Because one of my goals is to understand how sedimentary systems respond to the myriad interacting factors that control them, investigating modern systems offers the chance to establish relationships that are impossible with ancient systems. For example, although geochronometric approaches continue to improve, I highly doubt it that we’ll be able to constrain the timing of individual depositional events at the scale of few hundred years for strata that are 100 million years old. Let’s put it another way — I challenge you geochronologists out there to accomplish that! :)
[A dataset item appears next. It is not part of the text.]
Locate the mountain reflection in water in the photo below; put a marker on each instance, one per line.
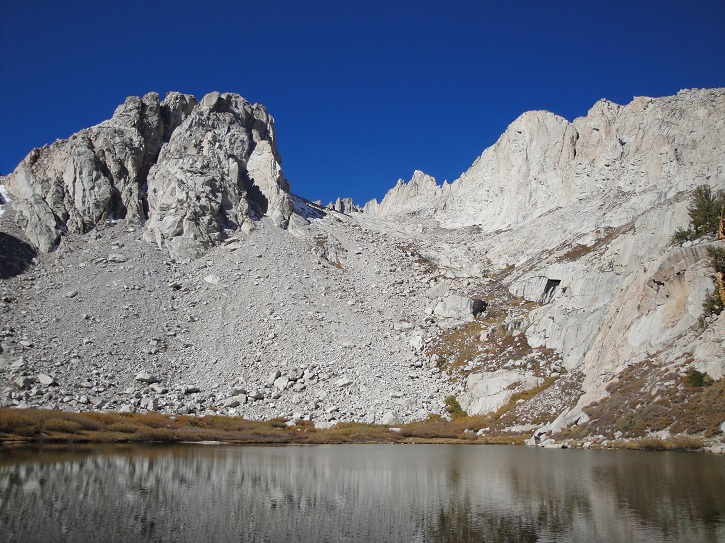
(338, 493)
Context is also critical. Ancient sedimentary systems are only partially preserved — we have to make inferences and interpretations about the nature of source areas that have long since eroded. By comparison, modern sediment dispersal systems are laid out in all their glory for us to study. For example, when characterizing ancient deep-sea sediments we commonly make an interpretation that the deposits represent a submarine channel. Depending on data the degree of confidence of such an interpretation can be high or low. Well, with modern systems, we don’t have to interpret some of those fundamental aspects — we simply know if we are looking at a channel (as long as the bathymetric mapping is good enough, of course). Given this context we can then ask some more specific questions about the system.
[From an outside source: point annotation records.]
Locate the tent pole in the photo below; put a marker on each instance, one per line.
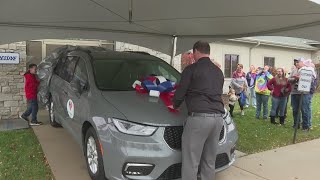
(174, 49)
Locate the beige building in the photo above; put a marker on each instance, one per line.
(258, 51)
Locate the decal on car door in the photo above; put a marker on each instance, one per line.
(70, 108)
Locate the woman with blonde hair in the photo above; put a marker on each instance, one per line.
(239, 83)
(280, 89)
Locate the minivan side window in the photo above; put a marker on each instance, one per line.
(81, 73)
(65, 67)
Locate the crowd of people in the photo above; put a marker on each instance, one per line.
(255, 88)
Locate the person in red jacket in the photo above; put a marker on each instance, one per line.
(281, 89)
(31, 90)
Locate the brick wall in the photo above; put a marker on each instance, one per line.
(12, 99)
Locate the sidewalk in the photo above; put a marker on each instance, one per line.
(294, 162)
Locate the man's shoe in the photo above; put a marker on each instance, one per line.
(24, 118)
(35, 123)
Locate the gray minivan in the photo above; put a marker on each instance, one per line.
(123, 134)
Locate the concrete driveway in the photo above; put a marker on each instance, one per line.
(295, 162)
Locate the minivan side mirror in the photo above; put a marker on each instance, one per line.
(76, 87)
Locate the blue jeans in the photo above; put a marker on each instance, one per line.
(278, 102)
(262, 100)
(252, 97)
(32, 109)
(295, 98)
(306, 111)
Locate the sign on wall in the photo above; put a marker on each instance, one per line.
(9, 58)
(305, 80)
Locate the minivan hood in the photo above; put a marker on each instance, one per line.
(141, 108)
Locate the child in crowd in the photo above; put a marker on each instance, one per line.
(232, 100)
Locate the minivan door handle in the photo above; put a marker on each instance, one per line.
(65, 92)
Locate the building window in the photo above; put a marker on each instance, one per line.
(34, 52)
(230, 64)
(269, 61)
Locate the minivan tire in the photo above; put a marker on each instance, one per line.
(52, 117)
(95, 168)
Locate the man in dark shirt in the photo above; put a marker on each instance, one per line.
(201, 87)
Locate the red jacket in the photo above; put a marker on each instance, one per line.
(279, 90)
(31, 85)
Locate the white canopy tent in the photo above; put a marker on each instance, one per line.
(155, 23)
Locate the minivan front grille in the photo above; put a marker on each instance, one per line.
(173, 136)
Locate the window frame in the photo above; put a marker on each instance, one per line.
(64, 68)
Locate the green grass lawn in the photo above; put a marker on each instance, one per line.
(260, 135)
(21, 156)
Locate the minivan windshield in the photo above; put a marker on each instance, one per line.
(119, 75)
I published a paper last fall in GSA Bulletin about the depositional history of a modern submarine fan system offshore southern California. We integrated high-resolution mapping of the fan with a sediment core from which we obtained radiocarbon dates. We were able to constrain the timing of sedimentation for the past 7,000 years very well and saw a nice relationship to independent records of paleoclimate in southern California. This is another study that I have a blog post in draft stage that I hope to finish soon. Stay tuned.
Integration: Characterizing Sedimentary Systems from ‘Source to Sink’
In recent years researchers have been emphasizing ways to integrate observations and measurements from different segments of sedimentary systems — from erosion-dominated mountainous areas to deposition in rivers and floodplains and, ultimately, to sediment ‘sinks’ in coastal deltas or deep-sea basins. I wrote a post about this approach a couple years ago after reading a very nice essay by Allen in Nature, which I highly recommend.
Read that post and Allen’s essay for more, but what I’ll comment on here is some work that I am doing right now that fits nicely within the source-to-sink framework. One way to investigate how sediment source areas relate to the sediment sink areas is to look at rates of erosion and rates of deposition. Some relatively new methods of dating cosmogenic nuclides of exposed bedrock surfaces and/or sediments is helping geomorphologists constrain erosion rates. How this exactly works is something I am still learning myself (check out this article that explains it better than I could).
Some colleagues of mine did some preliminary work using cosmogenic-nuclide-derived erosion rates and compared them to deposition rates in offshore segments of the dispersal system. The preliminary results were promising so we decided to expand the dataset and we are currently awaiting the results.
I could go on but this post is already way longer than I planned and is mostly my stream-of-consciousness ramblings. I’m going to cut myself off here! I hope it’s not too confusing and if you’ve read this far you are either really interested in what I’m working on and/or are really bored!